Six essential data visualization tools for data scientists, subverting traditional charts!

2024.03.10

In the field of data visualization, scatter plots, bar charts, line charts, box plots, and heat maps are the most common chart types. They are simple to understand and well-known. However, when faced with multiple and complex data scenarios, these standard charts may not be the best choice. In this article, the author summarizes several alternatives to these popular charts:

Size-encoded heatmaps

Traditional heat maps usually represent data values ​​through color scales. However, in practical applications, it is still challenging to accurately correspond cell colors to specific values. Dimension-encoded heat maps are an effective alternative. They use the size of graphic elements such as boxes or circles to visually display the absolute numerical size of the data. The larger the size, the higher the value. In this way, not only can the relative differences be reflected through color changes, but the absolute size of each cell value can also be visually displayed through changes in the size of the graph, making the data expression clearer, three-dimensional and easier to understand. As shown below.

Waterfall charts

To visualize changes in data values ​​over time, it is often preferred to display the actual values ​​on a line chart (or bar chart), but this makes it difficult to visually estimate the magnitude and direction of continuous changes.

Waterfall charts can clearly display data changes in each time period or stage through a cascading layout, describing the rolling differences in data, and are especially suitable for showing the scale and direction of incremental changes.

In a waterfall chart, the starting and ending values ​​are represented by the first and last bars. Through the continuous changes in the chart, the contributions and changes at different stages can be visually observed. Additionally, consecutive changes are automatically color-coded, making them easier to interpret. This design makes the waterfall chart an intuitive and clear tool for presenting changes in data, especially suitable for showing changes in value over time and the impact of each stage on the final result.

Bump charts

Bump charts are a type of chart used to visualize changes in the rankings of different items over time. When you need to present ranking changes over time for multiple categories, using a bar chart can lead to a cluttered chart. In this case, a bump map provides a clearer visualization.

The bump chart presents the ranking of items in the form of lines, with each line representing the ranking change of an item over time. This visualization of ranking changes can help observers more intuitively understand the ranking changes between different projects. Compared to bar charts, bump charts highlight ranking changes more clearly, reducing the possibility of chart clutter.

Raincloud Plots

Raincloud Plots is a data visualization tool that combines box plots, strip plots, and kernel density estimation (KDE) plots. It provides a concise yet comprehensive way of displaying data distribution and is designed to address misleading issues that can arise when using traditional boxplots and histograms.

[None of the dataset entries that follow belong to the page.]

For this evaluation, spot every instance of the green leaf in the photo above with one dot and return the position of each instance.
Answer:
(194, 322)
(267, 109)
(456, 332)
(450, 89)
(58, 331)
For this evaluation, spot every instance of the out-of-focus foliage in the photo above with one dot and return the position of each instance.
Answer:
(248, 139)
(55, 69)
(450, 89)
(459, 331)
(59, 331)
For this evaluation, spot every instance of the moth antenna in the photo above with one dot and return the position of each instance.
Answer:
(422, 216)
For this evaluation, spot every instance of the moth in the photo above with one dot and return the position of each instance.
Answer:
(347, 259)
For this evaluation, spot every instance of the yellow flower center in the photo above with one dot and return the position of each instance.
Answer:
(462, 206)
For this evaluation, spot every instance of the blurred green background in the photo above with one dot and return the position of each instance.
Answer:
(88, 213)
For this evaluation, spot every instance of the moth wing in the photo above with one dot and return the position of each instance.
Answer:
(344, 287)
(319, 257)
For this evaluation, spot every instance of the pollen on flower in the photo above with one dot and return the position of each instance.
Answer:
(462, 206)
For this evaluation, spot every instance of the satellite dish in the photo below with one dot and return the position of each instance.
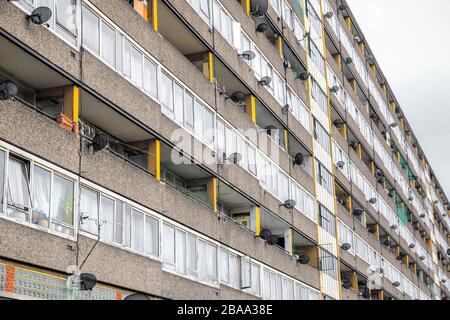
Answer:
(346, 284)
(8, 89)
(40, 15)
(265, 81)
(235, 158)
(298, 160)
(289, 204)
(248, 55)
(340, 164)
(99, 142)
(262, 27)
(303, 259)
(258, 8)
(237, 97)
(304, 75)
(137, 296)
(346, 246)
(87, 281)
(328, 15)
(334, 89)
(386, 242)
(265, 234)
(272, 240)
(358, 212)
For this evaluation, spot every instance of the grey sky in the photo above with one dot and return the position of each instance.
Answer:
(411, 41)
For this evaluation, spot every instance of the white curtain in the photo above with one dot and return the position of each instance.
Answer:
(89, 208)
(41, 196)
(136, 66)
(224, 267)
(90, 30)
(107, 43)
(62, 200)
(151, 245)
(168, 242)
(137, 230)
(191, 255)
(118, 222)
(107, 218)
(18, 192)
(2, 178)
(180, 247)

Using the rain cloud diagram, you can:

  • Combine multiple figures to avoid false or misleading conclusions;
  • Reduce clutter and increase clarity;
  • Improve comparisons between groups;
  • Capture different aspects of your data with a single plot.

Hexbin and density plots

Hexbin plots and density plots are alternatives for visualizing large numbers of data points, and are particularly useful when a scatter plot's data points are too densely packed and difficult to interpret.

Hexbin plots divide the chart area into hexagonal regions and assign each region a color intensity based on the number of data points in it. This method can more clearly display the density and distribution of data points and avoid visual clutter when data points are too dense.

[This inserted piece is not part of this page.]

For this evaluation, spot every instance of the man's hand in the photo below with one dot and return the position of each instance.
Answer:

Density plots, on the other hand, create contours by connecting points of equal density, using contour lines to depict the distribution of data points in two-dimensional space. This presentation method can display the distribution of data more intuitively and help observers better understand the density and distribution patterns of data points.

Bubble charts and Dot plots

Bubble and dot plots are effective visual alternatives to bar charts and are particularly useful when presenting data across a large number of categories to avoid chart clutter.

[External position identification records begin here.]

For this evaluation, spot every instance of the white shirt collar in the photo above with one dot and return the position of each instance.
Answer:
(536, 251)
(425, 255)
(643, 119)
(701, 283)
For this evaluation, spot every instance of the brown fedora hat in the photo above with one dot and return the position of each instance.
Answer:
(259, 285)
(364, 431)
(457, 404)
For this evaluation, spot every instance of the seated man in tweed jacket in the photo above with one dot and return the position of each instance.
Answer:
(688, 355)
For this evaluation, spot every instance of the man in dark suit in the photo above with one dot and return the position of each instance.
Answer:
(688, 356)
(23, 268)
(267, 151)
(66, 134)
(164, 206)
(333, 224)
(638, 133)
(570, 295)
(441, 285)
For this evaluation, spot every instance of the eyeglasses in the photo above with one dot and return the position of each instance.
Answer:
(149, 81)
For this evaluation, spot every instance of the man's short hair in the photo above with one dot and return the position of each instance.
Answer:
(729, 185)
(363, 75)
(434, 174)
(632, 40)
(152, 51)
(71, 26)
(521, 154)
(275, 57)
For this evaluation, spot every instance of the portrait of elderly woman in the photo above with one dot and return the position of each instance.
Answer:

A bubble chart is a chart similar to a scatter chart, but with a categorical axis and a continuous axis. By using the size of the bubbles to represent the value of the data, bubble charts can more visually show changes in data over time.

Dot plots are an alternative to bar charts, emphasizing that we are primarily interested in representing the individual endpoints of total value, while eliminating long bars that are of little use. Both charts effectively solve the problem when a bar chart contains too many bars, making it difficult for the observer to focus on the length of a single bar.